Not victims of American courts and judges along with the cultural pathology that supports their use of judicial coercion – established as in violation of the constitutional right to be free of religious coercion – to force exposure of drug-related offenders to the bizarre, established-as-countertherapeutic (with 90 to 95% failure rates) practices and prescriptions of a religious subculture

Not victims of a “treatment” industry that is rife with depredation and sham “treatment” practices, and is staffed by legacy and cronyism hires not remotely trained or capable of providing effective treatment for behavioral health conditions, let alone the complex set of psychological, developmental, and psychosocial forces driving life-threatening compulsive substance use? 

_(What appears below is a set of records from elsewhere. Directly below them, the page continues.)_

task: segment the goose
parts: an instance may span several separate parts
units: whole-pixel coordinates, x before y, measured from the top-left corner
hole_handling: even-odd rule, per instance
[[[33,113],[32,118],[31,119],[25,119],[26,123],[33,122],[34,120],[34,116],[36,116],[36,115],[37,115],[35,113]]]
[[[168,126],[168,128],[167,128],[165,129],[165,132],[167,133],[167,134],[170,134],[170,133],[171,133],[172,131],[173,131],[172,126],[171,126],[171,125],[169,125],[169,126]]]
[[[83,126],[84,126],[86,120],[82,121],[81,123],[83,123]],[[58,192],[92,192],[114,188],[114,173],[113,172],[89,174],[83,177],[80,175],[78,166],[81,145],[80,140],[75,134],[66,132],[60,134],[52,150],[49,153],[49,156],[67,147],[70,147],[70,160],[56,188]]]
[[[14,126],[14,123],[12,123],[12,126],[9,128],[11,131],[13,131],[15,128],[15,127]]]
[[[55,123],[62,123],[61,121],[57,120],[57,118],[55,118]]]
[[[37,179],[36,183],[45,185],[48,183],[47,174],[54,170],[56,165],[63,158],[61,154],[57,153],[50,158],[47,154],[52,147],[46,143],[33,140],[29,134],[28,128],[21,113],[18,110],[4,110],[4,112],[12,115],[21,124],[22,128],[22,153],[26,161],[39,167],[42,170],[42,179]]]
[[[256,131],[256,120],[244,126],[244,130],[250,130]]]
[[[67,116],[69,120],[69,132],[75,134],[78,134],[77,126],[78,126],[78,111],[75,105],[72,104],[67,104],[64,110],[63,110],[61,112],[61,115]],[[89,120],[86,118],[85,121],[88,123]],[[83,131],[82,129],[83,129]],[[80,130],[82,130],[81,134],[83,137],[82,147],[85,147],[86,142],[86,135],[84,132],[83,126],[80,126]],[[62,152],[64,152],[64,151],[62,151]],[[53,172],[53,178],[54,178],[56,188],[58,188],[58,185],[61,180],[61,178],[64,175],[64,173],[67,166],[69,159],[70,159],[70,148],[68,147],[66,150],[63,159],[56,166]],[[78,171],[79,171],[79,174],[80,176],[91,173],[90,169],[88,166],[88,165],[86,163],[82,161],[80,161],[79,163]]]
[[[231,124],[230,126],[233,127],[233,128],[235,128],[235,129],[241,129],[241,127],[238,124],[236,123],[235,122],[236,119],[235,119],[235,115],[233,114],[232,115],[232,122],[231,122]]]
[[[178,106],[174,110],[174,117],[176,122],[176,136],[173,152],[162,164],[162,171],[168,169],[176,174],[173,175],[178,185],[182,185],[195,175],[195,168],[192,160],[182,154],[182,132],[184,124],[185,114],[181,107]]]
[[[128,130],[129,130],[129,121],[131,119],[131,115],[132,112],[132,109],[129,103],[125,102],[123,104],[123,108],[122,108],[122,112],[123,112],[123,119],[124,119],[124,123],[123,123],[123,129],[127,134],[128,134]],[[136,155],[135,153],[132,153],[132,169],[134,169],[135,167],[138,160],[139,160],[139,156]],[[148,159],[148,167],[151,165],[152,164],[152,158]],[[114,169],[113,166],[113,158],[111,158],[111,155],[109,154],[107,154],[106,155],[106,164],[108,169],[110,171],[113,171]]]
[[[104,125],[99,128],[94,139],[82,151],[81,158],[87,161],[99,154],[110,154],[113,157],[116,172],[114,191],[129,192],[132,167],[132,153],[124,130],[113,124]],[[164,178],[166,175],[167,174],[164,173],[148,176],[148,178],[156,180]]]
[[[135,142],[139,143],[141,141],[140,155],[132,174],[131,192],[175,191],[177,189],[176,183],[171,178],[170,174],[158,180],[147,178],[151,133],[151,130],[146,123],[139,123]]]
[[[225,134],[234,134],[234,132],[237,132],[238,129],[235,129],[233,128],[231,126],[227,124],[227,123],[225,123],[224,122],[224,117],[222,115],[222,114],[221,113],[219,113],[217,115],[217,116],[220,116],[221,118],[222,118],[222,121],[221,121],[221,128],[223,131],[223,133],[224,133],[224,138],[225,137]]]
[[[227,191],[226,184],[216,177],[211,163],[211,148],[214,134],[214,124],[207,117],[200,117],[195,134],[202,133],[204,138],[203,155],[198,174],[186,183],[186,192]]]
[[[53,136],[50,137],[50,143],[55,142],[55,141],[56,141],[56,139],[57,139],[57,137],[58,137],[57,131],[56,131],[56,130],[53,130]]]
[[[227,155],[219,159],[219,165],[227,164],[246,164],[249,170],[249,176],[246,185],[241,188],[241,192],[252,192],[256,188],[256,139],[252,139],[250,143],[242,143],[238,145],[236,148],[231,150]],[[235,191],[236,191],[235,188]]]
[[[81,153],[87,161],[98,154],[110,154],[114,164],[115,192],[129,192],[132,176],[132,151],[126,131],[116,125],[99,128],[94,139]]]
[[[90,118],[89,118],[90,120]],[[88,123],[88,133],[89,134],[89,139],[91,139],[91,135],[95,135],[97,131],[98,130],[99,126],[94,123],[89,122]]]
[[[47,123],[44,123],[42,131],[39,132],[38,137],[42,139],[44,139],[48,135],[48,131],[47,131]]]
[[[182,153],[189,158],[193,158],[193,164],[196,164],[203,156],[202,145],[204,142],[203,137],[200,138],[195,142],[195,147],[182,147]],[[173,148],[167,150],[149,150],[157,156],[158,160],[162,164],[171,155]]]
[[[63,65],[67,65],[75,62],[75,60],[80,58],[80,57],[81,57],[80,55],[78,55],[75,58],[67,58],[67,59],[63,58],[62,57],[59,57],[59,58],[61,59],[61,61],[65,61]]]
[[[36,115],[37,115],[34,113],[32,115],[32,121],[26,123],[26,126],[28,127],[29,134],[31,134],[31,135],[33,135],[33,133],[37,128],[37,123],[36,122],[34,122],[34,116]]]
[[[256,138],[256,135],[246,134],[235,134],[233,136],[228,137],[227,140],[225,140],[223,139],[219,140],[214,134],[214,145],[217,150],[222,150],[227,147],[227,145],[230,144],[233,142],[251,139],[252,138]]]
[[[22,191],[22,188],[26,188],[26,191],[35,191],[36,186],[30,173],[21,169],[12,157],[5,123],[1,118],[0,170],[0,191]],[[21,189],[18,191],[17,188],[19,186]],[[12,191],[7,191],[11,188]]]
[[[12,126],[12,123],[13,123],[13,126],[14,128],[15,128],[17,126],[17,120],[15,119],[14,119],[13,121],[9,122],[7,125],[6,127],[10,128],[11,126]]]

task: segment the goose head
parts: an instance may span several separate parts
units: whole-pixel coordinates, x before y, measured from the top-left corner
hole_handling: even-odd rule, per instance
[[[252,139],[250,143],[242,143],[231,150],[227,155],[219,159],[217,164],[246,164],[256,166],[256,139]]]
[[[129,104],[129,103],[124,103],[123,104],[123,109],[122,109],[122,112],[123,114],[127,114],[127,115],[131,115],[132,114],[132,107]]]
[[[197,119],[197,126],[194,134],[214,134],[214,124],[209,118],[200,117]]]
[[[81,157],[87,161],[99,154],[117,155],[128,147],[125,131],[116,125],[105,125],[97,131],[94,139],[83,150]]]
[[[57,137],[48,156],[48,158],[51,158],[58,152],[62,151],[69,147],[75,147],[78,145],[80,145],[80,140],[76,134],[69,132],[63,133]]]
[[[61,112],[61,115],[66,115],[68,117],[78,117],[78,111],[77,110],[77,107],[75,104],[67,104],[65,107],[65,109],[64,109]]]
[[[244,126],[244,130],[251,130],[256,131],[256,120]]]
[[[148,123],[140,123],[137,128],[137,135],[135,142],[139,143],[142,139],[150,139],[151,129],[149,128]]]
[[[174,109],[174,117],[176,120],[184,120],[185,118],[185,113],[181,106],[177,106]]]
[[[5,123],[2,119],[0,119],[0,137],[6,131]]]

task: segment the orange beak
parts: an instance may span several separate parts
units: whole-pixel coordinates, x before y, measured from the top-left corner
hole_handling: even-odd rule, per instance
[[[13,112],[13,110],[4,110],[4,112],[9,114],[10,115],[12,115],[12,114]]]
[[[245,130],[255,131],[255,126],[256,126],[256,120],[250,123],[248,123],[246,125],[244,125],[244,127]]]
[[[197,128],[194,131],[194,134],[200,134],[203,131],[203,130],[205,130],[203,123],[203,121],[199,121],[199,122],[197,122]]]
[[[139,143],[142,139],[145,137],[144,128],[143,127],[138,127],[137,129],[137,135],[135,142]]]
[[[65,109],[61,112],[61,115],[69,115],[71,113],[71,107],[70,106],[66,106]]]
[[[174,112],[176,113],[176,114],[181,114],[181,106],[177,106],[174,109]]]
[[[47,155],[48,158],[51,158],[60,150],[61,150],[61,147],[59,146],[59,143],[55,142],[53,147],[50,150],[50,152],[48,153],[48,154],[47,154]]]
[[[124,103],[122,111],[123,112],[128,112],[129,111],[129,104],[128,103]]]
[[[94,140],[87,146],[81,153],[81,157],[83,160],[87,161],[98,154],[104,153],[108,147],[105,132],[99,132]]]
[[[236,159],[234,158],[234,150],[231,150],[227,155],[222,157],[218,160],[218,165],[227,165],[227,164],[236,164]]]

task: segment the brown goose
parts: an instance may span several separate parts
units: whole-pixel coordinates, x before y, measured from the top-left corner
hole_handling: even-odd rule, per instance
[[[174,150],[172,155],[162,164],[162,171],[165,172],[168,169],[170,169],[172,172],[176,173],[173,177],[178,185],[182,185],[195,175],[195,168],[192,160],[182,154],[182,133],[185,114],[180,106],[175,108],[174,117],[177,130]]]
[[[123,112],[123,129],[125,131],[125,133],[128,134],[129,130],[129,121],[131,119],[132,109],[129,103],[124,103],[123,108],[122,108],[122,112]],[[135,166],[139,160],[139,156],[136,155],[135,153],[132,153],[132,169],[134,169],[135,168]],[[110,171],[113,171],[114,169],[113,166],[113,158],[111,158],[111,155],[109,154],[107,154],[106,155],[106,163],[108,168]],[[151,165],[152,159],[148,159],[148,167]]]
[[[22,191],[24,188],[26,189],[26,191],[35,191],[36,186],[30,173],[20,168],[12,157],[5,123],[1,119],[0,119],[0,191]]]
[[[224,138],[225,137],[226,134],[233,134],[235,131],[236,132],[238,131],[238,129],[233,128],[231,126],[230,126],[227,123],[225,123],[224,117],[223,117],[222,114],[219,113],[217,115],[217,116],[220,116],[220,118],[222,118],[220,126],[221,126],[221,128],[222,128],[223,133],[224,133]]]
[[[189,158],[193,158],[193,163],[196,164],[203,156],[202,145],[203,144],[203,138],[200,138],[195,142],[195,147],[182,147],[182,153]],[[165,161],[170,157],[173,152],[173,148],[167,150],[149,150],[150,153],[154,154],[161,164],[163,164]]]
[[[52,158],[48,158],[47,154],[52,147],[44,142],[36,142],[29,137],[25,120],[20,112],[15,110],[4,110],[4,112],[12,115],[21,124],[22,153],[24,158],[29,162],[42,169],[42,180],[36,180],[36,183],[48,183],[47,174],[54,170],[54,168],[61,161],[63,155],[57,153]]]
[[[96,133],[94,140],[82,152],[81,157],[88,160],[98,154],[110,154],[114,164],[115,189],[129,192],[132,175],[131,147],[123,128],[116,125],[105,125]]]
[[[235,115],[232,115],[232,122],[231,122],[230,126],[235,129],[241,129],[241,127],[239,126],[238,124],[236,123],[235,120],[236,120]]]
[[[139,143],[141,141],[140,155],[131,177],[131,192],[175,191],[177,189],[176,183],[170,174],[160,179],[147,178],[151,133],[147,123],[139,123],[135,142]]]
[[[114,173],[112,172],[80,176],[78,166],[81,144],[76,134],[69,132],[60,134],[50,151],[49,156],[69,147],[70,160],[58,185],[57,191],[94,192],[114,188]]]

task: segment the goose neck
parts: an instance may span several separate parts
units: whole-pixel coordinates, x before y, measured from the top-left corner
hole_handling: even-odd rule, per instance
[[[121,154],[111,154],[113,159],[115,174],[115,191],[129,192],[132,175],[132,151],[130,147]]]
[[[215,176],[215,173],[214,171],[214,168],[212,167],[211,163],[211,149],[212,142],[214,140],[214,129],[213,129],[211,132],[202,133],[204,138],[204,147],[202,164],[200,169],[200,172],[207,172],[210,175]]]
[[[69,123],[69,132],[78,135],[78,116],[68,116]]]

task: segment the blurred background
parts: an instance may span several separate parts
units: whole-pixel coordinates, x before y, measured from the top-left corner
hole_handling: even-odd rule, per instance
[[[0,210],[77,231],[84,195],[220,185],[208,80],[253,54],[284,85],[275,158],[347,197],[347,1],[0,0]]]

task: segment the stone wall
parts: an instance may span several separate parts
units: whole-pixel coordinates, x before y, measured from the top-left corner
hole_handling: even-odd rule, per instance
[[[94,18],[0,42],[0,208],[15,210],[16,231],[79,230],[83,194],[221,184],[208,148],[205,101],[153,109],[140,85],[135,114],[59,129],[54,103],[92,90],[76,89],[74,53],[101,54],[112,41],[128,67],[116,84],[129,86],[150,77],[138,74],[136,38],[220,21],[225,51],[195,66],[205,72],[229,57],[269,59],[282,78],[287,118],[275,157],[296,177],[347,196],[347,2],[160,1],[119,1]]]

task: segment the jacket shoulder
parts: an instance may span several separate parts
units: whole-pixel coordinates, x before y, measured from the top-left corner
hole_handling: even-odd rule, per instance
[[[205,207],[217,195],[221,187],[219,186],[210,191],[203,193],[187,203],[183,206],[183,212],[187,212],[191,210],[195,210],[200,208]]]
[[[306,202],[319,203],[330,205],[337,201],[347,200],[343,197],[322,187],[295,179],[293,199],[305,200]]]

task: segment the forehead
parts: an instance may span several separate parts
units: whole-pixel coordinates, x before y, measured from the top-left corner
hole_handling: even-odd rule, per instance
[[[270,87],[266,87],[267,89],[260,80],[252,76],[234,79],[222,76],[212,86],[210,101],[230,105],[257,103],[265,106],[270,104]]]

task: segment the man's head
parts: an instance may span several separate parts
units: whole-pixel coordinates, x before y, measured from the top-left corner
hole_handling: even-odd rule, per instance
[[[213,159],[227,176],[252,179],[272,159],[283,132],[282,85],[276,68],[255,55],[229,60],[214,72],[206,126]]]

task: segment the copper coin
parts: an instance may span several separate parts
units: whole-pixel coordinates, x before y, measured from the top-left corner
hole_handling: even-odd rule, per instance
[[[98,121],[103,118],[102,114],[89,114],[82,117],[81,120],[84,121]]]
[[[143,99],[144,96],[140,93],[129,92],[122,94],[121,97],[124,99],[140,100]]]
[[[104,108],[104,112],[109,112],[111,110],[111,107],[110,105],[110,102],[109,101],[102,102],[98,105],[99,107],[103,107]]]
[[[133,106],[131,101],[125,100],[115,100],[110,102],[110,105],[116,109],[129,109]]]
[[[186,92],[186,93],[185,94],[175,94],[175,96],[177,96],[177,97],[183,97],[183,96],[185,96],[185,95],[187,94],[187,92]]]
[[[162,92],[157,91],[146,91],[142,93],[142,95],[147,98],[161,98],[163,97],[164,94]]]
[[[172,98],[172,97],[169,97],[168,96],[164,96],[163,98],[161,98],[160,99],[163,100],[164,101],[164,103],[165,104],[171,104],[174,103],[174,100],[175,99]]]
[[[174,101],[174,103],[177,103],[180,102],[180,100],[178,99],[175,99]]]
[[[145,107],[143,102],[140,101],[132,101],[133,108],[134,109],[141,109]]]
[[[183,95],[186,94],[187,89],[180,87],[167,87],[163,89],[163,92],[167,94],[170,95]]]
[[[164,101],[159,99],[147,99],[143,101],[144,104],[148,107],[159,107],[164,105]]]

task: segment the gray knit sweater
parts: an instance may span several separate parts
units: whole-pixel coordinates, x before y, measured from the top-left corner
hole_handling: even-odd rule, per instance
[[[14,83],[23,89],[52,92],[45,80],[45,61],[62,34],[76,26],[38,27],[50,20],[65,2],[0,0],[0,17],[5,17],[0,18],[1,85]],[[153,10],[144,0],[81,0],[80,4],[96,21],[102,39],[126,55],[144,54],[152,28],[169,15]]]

Old crisis, new crisis. The perpetrators can count on protection, at any cost. 

Why A Critical Discourse?

Because an uncontrolled epidemic of desperate and deadly use of pain-numbing opioid drugs is just the most visible of America’s lethal crises of drug misuse, suicide, depression, of obesity and sickness, of social illness. Because the matrix of health experts and institutions constructed and identified by mass media as trusted authorities – publicly funded and entrusted to protect public health – instead collude to fabricate false assurances like those that created an opioid crisis, while promising medical cures that never come and can never come, while epidemics worsen. Because the “journalists” responsible for protecting public well-being have failed to fight for truth, traded that duty away for their careers, their abdication and cowardice rewarded daily in corporate news offices, attempts to expose that failure and their fabrications punished.

Open, critical examination, exposure, and deconstruction of their lethal matrix of fabrications is a matter of survival, is cure for mass illness and crisis, demands of us a critical discourse.

Crisis is a necessary condition for a questioning of doxa, but is not in itself a sufficient condition for the production of a critical discourse.